Por: Carmen Fernández Salvador
En Quito, las conmemoraciones cívicas a del siglo XIX e inicios del XX estuvieron inextricablemente ligadas a un proceso de transformación y expansión urbana, el que a su vez se entendía como un esfuerzo civilizador y modernizador. Al igual que en otras ciudades latinoamericanas, notablemente México, según los estudios de Mauricio Tenorio Trillo (2017), la construcción de edificios modernos como fueron el Hospital Eugenio Espejo, la Oficina de Correos, edificios comerciales como el Pasaje Royal y el Banco del Pichincha, así como las obras de canalización, empedrado y pavimentación, resultaron de un esfuerzo compartido entre las instituciones estatales, los tecnócratas, intelectuales y empresarios, que buscaban convertir a la ciudad en una urbe cosmopolita (Fernández-Salvador 2022).

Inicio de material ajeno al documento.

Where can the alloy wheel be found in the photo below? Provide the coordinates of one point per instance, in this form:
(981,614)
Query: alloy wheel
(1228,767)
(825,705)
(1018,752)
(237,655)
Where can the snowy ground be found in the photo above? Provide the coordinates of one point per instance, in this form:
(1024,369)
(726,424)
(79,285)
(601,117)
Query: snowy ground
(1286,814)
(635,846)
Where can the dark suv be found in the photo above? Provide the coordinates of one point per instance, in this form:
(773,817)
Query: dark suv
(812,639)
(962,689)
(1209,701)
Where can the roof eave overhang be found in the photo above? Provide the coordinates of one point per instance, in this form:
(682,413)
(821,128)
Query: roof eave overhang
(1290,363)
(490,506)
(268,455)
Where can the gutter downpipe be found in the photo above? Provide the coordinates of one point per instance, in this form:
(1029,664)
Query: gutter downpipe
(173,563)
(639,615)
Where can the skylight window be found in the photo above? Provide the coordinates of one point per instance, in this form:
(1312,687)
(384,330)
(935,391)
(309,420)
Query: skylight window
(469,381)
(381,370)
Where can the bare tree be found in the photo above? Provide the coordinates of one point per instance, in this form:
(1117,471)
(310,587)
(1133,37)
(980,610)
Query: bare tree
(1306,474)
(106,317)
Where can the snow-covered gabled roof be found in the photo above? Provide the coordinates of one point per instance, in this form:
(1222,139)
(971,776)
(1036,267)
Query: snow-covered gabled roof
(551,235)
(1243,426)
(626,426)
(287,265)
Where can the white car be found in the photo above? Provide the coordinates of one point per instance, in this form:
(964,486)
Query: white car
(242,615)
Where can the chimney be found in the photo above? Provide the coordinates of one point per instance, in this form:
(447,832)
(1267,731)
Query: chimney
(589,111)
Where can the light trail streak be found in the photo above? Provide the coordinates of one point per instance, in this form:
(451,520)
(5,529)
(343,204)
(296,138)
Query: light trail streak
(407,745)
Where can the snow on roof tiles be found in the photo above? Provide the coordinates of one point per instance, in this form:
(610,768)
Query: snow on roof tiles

En este momento, la modernización de las ciudades fue un proceso ordenador, marcado por el discurso salubrista y por las ideas sobre el ornato público que circulaban en la época, como ha argumentado Eduardo Kingman con respecto a Quito (Kingman, 2003; Kingman, 2006). El higienismo fue una corriente liderada por médicos que buscaban sanear las ciudades, particularmente los barrios más pobres, con el fin de prevenir el contagio de enfermedades. Mientras tanto, el ornato público, subordinado al “buen gusto” de las élites, servía a decir de Kingman como una estrategia de exclusión.
Durante este período, el crecimiento de Quito estuvo marcado por la segregación espacial. El plano realizado por Higley en 1903, y el levantado en 1922 por los oficiales topógrafos, bajo las órdenes del General Rafael Almeida Suárez en ocasión del centenario de la Batalla de Pichincha, dan cuenta de la rápida transformación de la ciudad. En el primero, la urbe está atravesada por quebradas que serían rellenadas en los años siguientes como parte de las políticas salubristas. Lo que es aún más interesante, el perímetro de la ciudad, aunque comienza a extenderse hacia el sur y norte, sigue confinado a un área concéntrica. Por el sur, la avenida Maldonado atraviesa el barrio de la Recoleta y se dirige hacia el río Machángara, lugar en donde se construyeron las primeras fábricas. Hacia el norte, Quito se extiende hasta la Alameda, un parque cercado y de cuidadoso diseño que invitaba al esparcimiento de las clases acomodadas, como sugieren algunas fotografías de la época.
Según se observa en el plano de 1922, por otro lado, en tan solo veinte años la ciudad había dado un salto significativo, expandiéndose hacia norte y sur de forma acelerada en anticipación, como bien anota Wilson Miño Grijalva, de “la consolidación urbana en el futuro” (Miño Grijalva, 45). Se trataba de un crecimiento planificado que aseguraba la segregación de la población. Hacia el sur, ya se había incorporado dentro del perímetro urbano antiguas parroquias rurales como la Magdalena. Por el bajo costo del suelo, en esta zona y trepando las lomas se concentraron los barrios populares como Aguarico, La Colmena y La Libertad (Miño Grijalva, 46). Hacia el norte de la Alameda, por otro lado, el plano muestra el barrio América, una ciudadela para las clases medias que se promovía por la calidad del suelo, la cercanía al Ejido y al tranvía, entre otras cosas (Del Pino et. al., 58). En el plano se identifican también los terrenos de la Anglo French Syndicate y del Banco del Pichincha, limitados por El Ejido y el Hipódromo, en donde se levantaría poco después el barrio de la Mariscal. Promocionado como una “ciudad jardín”, moderna, cómoda y agradable, esta zona se convirtió en lugar de residencia de las élites y de las clases profesionales (Del Pino et. al., 57).
Las primeras décadas del siglo XX, que coincidieron con las celebraciones centenarias, estuvieron marcadas por el acelerado crecimiento de la ciudad. La urbe que se preparaba para la conmemoración cívica se imaginaba moderna, por la aplicación de políticas salubristas y de ornato público, pero también por el ordenamiento espacial y la segregación social.